Winnipeg 1912

Description

278 pages
Contains Photos, Illustrations, Bibliography
$24.95
ISBN 0-88755-684-1
DDC 971.27'4302

Year

2005

Contributor

Reviewed by Paul G. Thomas

Paul G. Thomas is the Duff Roblin Professor of Government at the
University of Manitoba, the author of Parliamentary Reform Through
Political Parties, and the co-author of Canadian Public Administration:
Problematical Perspectives.

Review

This wonderful book focuses on the city of Winnipeg at the peak of its
development, when it was the third largest city in the country. The
author describes his work not as an academic history, but rather as a
travel guide to a city long lost. Beautifully written and richly
illustrated with black-and-white photographs of the period, the book
will appeal to non-specialist readers, not only in Winnipeg but to
others interested in Canadian regional and social history.

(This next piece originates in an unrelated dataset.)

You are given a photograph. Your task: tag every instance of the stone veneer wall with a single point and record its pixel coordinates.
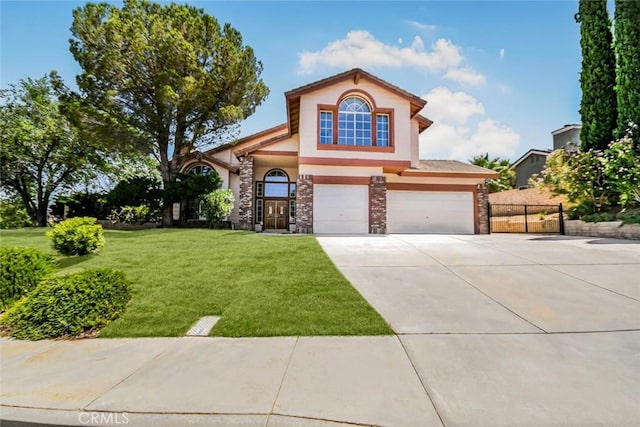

Like a diary of a year in the life of a booming city, Winnipeg 1912
covers with great insight and entertainment such topics as social
classes and their social lives, railways and immigration, the grain
trade, labour relations, real estate and retail (including the
commercial anchor of the downtown, the Eaton’s store), Aboriginals,
and both provincial and municipal politics. The city’s population was
young, energetic, and ambitious. Many of the historical landmarks that
dot the city’s landscape today were constructed or conceived of during
this heyday year. 1912 Winnipeg was “the Chicago of the North,” a
highly commercial city that extended its influence over the entire
Prairie region. The boom was not to last. Beginning in 1913 with the
slowdown in railroad construction, the commencement of World War I in
1914, and the slowdown in immigration, the factors that had supported
the 40-year boom leading to 1912 disappeared. There was never again as
fortuitous a combination of circumstances. Winnipeg continued to grow
slowly, but its commercial and residential downtown deteriorated and it
never regained the optimism and energy of the watershed year of 1912.
Life-long Winnipeggers (like this reviewer) will read this superb book
with mixed feelings of pride in our city’s rich past and
disappointment that its economic and cultural influence will never
likely come close to what it possessed in 1912.